The US House of Representatives failed to pass A spending bill to fund the government on Thursday, raising the risk of a partial shutdown at the end of the day on Friday. This comes on top of persistent geopolitical risks and concerns about US President-elect Donald Trump's tariff plans, which, in turn, tempers investors' appetite for riskier assets and boosts demand for traditional safe-haven assets. The flight to safety triggers a modest pullback in the US Treasury bond yields, from a multi-month peak set on Thursday, and keeps a lid on the post-FOMC US Dollar (USD) rally to a two-year peak. This turns out to be another factor that contributes to the offered tone surrounding the USD/JPY pair. That said, the Federal Reserve's (Fed) hawkish outlook should limit losses for the USD and the major.
Traders might also refrain from placing aggressive bets ahead of Friday's release of the US Personal Consumption Expenditure (PCE) Price Index, due later during the early North American session. The Fed's preferred inflation gauge should provide a fresh impetus to the USD and drive the USD/JPY pair. Nevertheless, spot prices remain on track to register gains for the third successive week. Moreover, the aforementioned fundamental backdrop seems tilted firmly in favor of bullish traders and supports prospects for an extension of the recent well-established uptrend from the 148.65 region, or the monthly low touched on December 3.

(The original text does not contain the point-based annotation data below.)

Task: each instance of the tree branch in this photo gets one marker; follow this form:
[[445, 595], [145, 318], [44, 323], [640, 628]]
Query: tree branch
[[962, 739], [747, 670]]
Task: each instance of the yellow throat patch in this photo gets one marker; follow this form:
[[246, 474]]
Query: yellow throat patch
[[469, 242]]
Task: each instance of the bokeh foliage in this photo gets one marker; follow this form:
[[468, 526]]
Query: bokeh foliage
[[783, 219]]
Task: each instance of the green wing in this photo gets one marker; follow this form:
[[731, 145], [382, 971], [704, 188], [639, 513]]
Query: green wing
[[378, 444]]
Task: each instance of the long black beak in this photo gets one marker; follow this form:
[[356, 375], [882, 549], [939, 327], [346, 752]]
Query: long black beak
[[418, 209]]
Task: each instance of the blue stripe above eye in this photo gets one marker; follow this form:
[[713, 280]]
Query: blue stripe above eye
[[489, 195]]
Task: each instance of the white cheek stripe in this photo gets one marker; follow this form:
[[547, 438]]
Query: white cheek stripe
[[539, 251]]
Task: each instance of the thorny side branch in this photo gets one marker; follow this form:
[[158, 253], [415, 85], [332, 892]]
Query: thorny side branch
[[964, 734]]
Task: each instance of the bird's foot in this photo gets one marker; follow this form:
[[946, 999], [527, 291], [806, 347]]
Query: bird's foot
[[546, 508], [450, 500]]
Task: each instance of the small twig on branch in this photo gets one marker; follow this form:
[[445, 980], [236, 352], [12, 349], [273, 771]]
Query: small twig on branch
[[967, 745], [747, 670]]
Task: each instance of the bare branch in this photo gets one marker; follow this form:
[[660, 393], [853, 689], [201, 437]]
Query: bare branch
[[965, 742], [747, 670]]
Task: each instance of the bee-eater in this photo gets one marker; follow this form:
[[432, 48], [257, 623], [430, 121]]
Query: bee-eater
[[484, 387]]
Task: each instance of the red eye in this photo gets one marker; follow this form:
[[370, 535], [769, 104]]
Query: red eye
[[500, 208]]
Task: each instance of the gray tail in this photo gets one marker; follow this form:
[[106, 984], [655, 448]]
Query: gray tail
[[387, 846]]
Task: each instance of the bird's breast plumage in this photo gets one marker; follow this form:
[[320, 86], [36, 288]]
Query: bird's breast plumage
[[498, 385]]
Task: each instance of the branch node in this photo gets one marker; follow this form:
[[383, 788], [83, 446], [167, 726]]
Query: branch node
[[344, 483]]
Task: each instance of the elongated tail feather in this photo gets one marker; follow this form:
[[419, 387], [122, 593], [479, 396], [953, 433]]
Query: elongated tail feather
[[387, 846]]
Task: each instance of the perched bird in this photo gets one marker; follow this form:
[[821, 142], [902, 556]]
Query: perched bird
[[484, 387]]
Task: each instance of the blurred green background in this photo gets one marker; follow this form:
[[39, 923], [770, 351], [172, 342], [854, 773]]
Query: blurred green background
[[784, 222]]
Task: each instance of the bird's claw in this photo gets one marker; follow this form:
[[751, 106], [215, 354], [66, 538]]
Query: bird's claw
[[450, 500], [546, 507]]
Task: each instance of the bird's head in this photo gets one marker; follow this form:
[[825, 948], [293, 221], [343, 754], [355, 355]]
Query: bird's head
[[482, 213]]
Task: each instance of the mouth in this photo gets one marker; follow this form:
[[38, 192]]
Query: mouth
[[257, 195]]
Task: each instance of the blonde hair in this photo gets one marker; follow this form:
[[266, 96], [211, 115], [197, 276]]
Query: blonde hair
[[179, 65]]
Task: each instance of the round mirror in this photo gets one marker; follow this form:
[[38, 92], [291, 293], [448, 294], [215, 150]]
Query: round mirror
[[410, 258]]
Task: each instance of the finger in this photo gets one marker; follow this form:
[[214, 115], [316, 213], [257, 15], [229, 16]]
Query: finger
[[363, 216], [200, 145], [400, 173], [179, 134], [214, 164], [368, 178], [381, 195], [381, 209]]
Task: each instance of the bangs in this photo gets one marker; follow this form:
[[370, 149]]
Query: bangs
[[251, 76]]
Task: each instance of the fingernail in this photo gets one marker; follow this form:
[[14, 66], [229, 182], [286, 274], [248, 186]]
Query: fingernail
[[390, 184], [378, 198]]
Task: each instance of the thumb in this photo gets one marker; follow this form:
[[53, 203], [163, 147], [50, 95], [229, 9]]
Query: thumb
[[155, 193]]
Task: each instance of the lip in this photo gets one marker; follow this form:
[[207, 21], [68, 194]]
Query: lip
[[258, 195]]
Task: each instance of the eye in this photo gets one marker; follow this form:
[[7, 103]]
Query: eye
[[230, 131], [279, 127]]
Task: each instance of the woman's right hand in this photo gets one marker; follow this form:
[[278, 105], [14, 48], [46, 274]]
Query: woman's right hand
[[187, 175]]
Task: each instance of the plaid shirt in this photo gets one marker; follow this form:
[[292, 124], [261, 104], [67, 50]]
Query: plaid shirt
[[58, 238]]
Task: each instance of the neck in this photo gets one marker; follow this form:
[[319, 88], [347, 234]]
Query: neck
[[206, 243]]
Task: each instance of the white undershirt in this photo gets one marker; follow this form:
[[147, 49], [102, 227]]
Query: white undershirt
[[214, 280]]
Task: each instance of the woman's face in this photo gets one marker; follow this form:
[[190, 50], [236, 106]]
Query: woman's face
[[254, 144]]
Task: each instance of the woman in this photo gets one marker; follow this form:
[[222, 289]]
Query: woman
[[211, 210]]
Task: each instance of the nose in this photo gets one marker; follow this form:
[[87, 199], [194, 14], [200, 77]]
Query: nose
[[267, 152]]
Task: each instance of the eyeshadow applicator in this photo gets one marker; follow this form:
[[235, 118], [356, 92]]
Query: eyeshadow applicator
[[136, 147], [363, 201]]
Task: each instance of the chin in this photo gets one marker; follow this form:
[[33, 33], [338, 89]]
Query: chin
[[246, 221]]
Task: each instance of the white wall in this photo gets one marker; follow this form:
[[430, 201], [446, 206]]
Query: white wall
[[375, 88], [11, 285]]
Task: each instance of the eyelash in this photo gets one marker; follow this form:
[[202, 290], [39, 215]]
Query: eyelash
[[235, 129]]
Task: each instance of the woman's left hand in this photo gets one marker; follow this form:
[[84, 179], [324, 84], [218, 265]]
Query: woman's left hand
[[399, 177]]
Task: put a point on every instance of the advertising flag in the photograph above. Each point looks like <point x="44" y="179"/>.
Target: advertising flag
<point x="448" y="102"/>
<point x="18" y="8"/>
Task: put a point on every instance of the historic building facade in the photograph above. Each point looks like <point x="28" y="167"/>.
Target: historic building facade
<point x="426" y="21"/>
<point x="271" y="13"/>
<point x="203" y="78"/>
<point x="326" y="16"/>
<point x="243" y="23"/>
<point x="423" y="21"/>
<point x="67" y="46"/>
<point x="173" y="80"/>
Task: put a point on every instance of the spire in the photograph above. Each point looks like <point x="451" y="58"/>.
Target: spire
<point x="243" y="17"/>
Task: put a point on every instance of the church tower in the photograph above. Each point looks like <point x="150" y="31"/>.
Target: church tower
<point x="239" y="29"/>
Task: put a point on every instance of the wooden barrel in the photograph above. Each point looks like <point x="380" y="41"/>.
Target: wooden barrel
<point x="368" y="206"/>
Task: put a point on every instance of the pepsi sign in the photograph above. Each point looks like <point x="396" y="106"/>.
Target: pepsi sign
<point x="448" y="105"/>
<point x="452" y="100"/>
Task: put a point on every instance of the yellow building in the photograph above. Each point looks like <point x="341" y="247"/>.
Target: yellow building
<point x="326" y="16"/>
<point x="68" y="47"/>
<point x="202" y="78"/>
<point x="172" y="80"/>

From a technical perspective, the intraday pullback could be attributed to some profit-taking amid a slightly overbought Relative Strength Index (RSI) on the daily chart. That said, the overnight strong move up beyond the previous multi-month top, around the 156.75 area, favors bullish traders. Hence, a strong follow-through selling is needed before confirming that the USD/JPY pair has topped out in the near term and positioning for deeper losses.
In the meantime, any subsequent slide is likely to attract some buying and remain limited near the 156.00 mark. Some follow-through selling, however, might expose the next relevant support near the 155.50 horizontal zone, below which the USD/JPY pair could drop to the 155.00 psychological mark. The latter should act as a key pivotal point, which if broken decisively might shift the near-term bias in favor of bearish traders.
On the flip side, the 157.45-157.50 area now seems to act as an immediate hurdle ahead of the 158.00 mark. A sustained strength beyond has the potential to lift the USD/JPY pair to the 158.45 hurdle en route to the 159.00 round figure. The momentum could extend further towards the 159.60-159.65 region, above which spot prices might aim to conquer the 160.00 psychological mark and climb further to the 160.20 hurdle, which coincides with the top end of a multi-month-old ascending channel.